Carlo stayed in the village for several weeks (not that days were counted in 7 anymore) and after he left if the villagers had thought of this time, would have given it the measure of one moon. He spent this time learning about their lives. He would reflect that it was mostly the mundane requirements of sustaining life as foragers and diligent farmers. Tasks attended to collectively, without hierarchy and a generosity that Carlo had never known. There was also much time for play and socialising. Buildings could quickly overflow with villagers converged, chatting and joking.

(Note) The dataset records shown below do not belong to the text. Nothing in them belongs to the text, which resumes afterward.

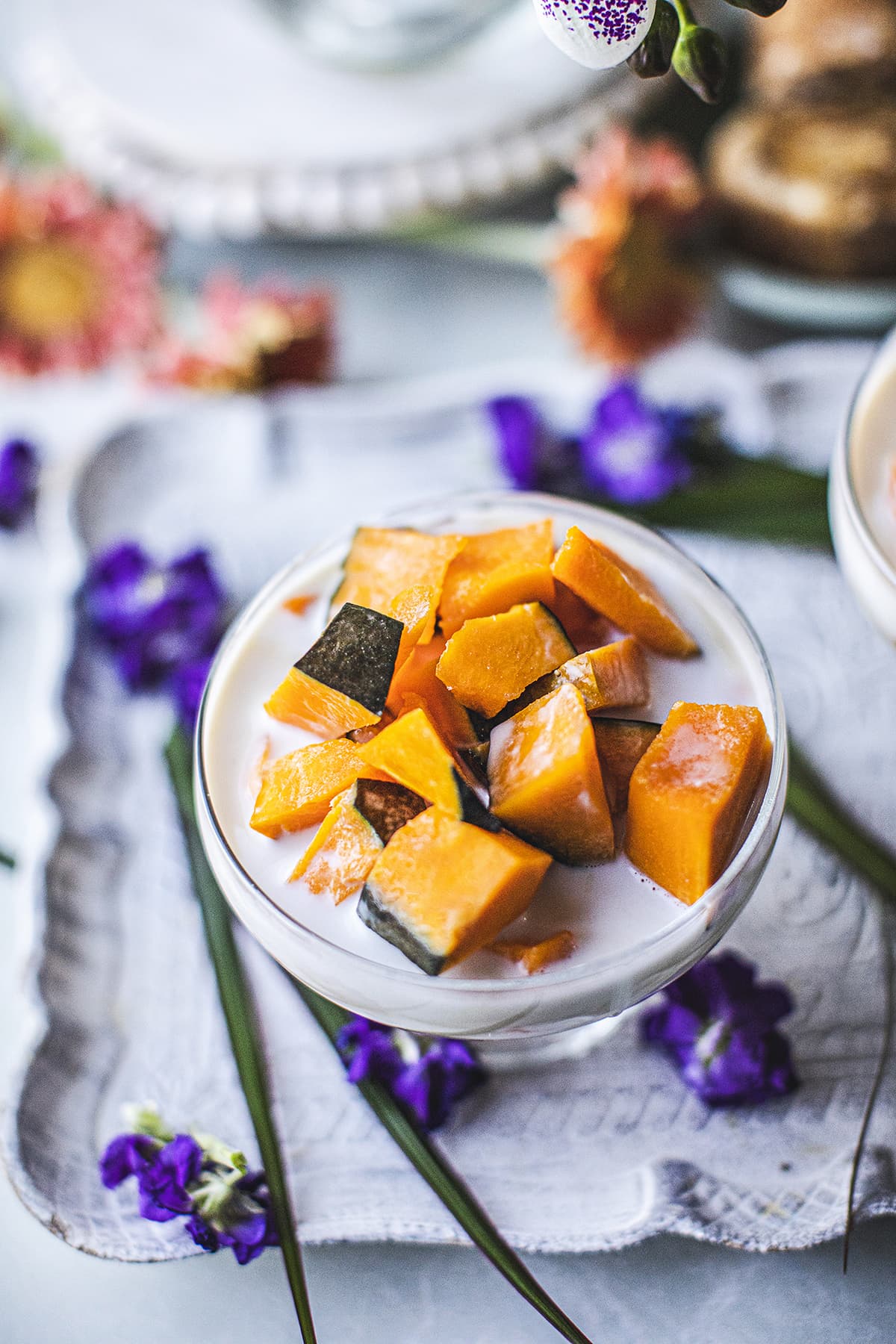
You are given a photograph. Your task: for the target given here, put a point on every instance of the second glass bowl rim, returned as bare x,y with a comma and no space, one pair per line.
561,974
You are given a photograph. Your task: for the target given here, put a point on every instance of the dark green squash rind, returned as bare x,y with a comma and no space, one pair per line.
388,925
386,806
356,655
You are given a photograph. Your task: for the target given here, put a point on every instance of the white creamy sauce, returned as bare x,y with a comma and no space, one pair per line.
608,907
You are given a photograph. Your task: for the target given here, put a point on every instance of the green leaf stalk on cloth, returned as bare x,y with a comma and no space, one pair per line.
242,1024
417,1145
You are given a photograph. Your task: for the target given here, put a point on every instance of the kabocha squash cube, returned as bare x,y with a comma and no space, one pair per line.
442,889
613,676
352,833
401,573
691,793
586,628
341,683
620,675
297,789
341,853
622,593
621,744
546,783
411,752
415,685
491,660
536,956
497,570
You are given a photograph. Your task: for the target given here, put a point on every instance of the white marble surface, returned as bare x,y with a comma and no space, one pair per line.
442,314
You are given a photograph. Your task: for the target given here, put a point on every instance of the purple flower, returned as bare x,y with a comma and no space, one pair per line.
153,617
368,1051
163,1183
18,482
127,1155
186,685
429,1081
199,1179
445,1074
719,1027
632,452
523,443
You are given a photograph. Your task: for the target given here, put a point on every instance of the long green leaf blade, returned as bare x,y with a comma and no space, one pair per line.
242,1024
444,1180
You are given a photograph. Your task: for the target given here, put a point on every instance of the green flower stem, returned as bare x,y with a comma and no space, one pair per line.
242,1024
444,1180
810,801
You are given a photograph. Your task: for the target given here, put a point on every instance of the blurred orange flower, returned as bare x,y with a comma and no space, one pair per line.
623,284
252,339
78,276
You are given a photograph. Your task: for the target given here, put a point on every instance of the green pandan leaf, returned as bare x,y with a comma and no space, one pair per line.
417,1145
242,1026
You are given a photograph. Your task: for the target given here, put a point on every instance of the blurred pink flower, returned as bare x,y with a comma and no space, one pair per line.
78,276
252,337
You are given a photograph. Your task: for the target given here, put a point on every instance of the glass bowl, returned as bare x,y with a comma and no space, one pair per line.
869,421
568,996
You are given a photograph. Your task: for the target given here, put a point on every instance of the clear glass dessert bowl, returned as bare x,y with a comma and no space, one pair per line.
632,937
862,511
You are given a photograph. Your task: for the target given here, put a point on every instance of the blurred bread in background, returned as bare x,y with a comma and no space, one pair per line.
805,174
824,50
810,187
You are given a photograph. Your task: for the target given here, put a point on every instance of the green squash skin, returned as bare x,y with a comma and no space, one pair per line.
356,656
388,925
385,806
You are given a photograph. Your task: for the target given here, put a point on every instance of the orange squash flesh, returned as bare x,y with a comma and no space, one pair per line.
588,629
413,753
297,789
622,593
536,956
621,744
546,783
341,853
442,889
497,570
691,793
621,676
491,660
417,685
385,562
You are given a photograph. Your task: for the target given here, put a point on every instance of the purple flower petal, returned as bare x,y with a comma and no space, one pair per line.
19,470
719,1026
125,1156
521,440
632,450
153,618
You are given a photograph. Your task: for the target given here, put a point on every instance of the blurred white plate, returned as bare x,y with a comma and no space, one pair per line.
214,119
855,305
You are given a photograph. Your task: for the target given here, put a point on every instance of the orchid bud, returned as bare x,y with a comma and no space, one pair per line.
598,34
765,8
702,62
655,54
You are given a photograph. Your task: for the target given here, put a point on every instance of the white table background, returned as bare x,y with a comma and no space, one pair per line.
401,312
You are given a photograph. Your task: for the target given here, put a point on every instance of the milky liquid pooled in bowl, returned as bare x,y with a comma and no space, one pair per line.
609,909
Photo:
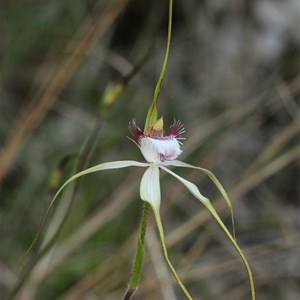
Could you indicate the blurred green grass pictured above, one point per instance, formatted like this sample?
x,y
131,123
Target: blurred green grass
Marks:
x,y
233,80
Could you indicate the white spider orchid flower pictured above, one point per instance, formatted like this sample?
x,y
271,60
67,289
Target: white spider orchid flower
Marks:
x,y
160,152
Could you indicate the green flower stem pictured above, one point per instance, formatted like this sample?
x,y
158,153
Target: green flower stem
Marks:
x,y
150,120
164,247
139,257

There was a kind of ghost story among the adults of sightings of the last of the founders, who still roamed the nearby mountains. Several claimed to have seen the man on the trails. A wiry figure, tangled white hair and beard, jogging, topless through the trees. This seemed to be told in admiration for the founders and as a reminder to honour their intentions.

Carlo learned that it had been an issue of contention for many years, but recently was proven, by the use of knotted ropes, that where the houses were grouped more closely, those furthest from the centre were slightly larger. This was not an issue of differing layouts and spaces, for the houses were built simply and although most comprised of three rooms, the size of these rooms and their function followed no logic that had ever, in recent times, been noted. They scaled up, around each measurable axis. The walls were thicker.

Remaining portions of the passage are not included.